Why doesn't preimage resistance imply the second preimage resistance?

Question

Let the preimage resistance be defined as »given a hash value $h$, it is hard to find any message $m$ such that $\operatorname{hash}(m)=h$«, and let the second preimage resistance be defined as »given a message $m_1$, it is hard to find any message $m_2$ such that $\operatorname{hash}(m_1)=\operatorname{hash}(m_2)$«.

Then if you are given a preimage resistant hash function $H$, what modifications could we do in order to make a hash function $H'$ that is preimage resistant, but not second preimage resistant?

Someone suggested that we could do the following:

Take a preimage resistant hash function; add an input bit $b$ and replace one input bit by the sum modulo 2 of this input bit and $b$.
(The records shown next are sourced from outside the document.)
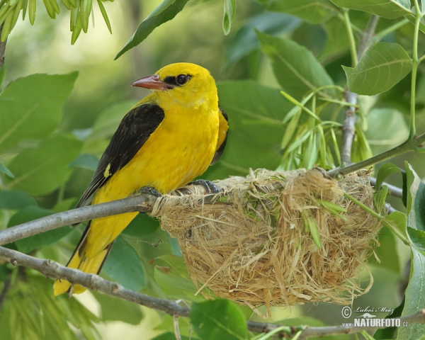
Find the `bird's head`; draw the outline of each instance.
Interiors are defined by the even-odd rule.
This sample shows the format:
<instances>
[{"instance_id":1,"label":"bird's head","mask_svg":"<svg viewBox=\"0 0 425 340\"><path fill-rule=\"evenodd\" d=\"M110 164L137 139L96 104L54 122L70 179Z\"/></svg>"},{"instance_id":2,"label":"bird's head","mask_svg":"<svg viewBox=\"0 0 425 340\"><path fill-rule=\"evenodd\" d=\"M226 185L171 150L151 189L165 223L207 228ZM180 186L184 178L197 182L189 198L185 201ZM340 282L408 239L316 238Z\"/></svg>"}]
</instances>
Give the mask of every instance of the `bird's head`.
<instances>
[{"instance_id":1,"label":"bird's head","mask_svg":"<svg viewBox=\"0 0 425 340\"><path fill-rule=\"evenodd\" d=\"M208 69L195 64L171 64L153 76L136 80L132 86L155 91L162 107L178 104L198 108L218 103L214 79Z\"/></svg>"}]
</instances>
But I am not sure if that will work, could anybody explain to me why that makes $H'$ not second preimage resistant?

Answer 1

Consider the function $H$ transforming a message $m$ to the SHA-512 hash of the first 1024 bits of $m$ (right-padded with $1024-n$ zero bits if the bit length $n$ of $m$ is less than 1024).
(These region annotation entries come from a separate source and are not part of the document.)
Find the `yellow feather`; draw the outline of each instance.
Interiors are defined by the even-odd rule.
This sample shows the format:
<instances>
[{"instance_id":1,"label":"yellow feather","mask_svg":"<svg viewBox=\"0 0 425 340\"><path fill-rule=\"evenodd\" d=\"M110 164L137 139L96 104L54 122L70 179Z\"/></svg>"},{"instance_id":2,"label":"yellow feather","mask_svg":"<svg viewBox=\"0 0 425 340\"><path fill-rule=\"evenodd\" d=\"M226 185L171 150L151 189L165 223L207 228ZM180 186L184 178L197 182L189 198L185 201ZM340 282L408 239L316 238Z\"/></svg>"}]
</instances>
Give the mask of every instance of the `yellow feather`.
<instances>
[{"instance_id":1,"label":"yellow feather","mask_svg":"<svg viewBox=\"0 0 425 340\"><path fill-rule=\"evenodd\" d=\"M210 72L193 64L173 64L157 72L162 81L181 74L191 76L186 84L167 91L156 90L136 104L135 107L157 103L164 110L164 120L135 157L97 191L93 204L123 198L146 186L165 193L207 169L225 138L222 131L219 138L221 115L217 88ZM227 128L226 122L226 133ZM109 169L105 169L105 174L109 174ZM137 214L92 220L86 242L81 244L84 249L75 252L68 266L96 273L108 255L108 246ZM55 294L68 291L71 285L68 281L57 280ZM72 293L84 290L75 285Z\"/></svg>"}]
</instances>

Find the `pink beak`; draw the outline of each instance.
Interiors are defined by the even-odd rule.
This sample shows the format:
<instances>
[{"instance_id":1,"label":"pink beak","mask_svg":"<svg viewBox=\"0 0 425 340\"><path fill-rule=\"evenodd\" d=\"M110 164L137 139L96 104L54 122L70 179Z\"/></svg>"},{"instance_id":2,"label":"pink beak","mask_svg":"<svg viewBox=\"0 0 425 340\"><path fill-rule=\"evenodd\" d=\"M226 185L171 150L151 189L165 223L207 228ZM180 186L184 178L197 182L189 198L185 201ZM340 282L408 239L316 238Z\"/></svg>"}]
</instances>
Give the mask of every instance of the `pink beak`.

$H$ is first-preimage resistant, but not second-preimage resistant: once you have a first preimage $m_1$, it is trivial to get another $m_2$ with the same hash (e.g. append a zero bit, $m_2=m_1||0$).

Edit: what was suggested to huyichen also works: the hash function $H'$ constructed as suggested is such that for any preimage $m_1$, there is a different preimage $m_2$ with the same hash, obtained from the first by complementing the added input bit $b$, and the other input bit which is combined with $b$.